I found when I moved to NZ, they use a lot of mutton to pad out things like sausages, so it was hard to find sausages I liked.

I found when I moved to Japan that they use fish products to pad out the sausages, so they always had a hint of fish to them.

But themeatguy, nissinham (azabujuban) helps a lot there. And to lesser degree, National and Costco.
posted by lundman at 8:15 PM on July 31, 2006

Make your own bacon - it's dead easy. Buy a couple of pounds of pork belly. Rub the pork all over with salt, sugar/dextrose and sodium nitrite (pink salt), then put it in a ziploc bag for a while. The liquid comes out of the pork, making a brine that cures the meat. When it feels firm in the centre (about a week), pop it in a low oven til it reaches an internal temp of 150oF / 65oC. Take it out of the oven, remove the skin while it's hot, chill it - voila, bacon. I can post a more detailed recipe from this book tonight if you like, along with a couple of recipes for sausage.
posted by obiwanwasabi at 8:19 PM on July 31, 2006

Anyone eat any really weird pork in a foreign country?

Many years ago, I had a pork dish at a chinese restaurant in Hod Ha'sharon (outside of Tel Aviv, Israel).

It was the most wretched thing I have ever tasted in my life.
(yeah..what was I thinking...pork in Israel)
posted by zerokey at 8:30 PM on July 31, 2006

Anyone eat any really weird pork in a foreign country?

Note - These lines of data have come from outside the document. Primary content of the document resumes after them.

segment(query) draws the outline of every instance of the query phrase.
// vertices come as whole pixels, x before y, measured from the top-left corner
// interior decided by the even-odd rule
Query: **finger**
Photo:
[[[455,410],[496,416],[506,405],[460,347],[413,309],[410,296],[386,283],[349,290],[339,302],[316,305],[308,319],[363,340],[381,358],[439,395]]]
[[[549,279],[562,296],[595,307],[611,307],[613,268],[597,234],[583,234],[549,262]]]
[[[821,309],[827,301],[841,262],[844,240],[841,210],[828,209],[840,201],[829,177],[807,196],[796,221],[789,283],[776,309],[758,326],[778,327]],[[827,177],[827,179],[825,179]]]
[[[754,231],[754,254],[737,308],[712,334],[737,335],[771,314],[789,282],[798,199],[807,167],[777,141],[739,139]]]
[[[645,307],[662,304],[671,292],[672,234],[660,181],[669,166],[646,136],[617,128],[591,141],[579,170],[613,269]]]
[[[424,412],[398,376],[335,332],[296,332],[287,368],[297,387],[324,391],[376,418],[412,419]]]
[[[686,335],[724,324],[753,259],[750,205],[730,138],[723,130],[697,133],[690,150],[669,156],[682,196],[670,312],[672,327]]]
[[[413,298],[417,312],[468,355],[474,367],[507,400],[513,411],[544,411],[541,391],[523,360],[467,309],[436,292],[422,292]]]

Kenya. Pasty inside. Yuck.
posted by internal at 9:46 PM on July 31, 2006

hm, the meat guy seems to have both Pancetta and German smoked bacon. And also seems to have an number of sausages which are not orange paste.
posted by MonkeySaltedNuts at 10:36 PM on July 31, 2006

zardoz, where in Japan do you live? If you're anywhere near Tokyo, try Nissin World Delicatessen (Nissin Ham, as lundman mentioned above) in Azabu Juban. They have a lot of American style meat products, and frozen imported meat, too, so you might find the type of bacon that you're craving. But then, I don't think the store-brand bacon you can buy there is too different from the more general Japanese kind, just thicker. Then again, I've never really paid attention to their entire range of pork products, so it might be worth a visit.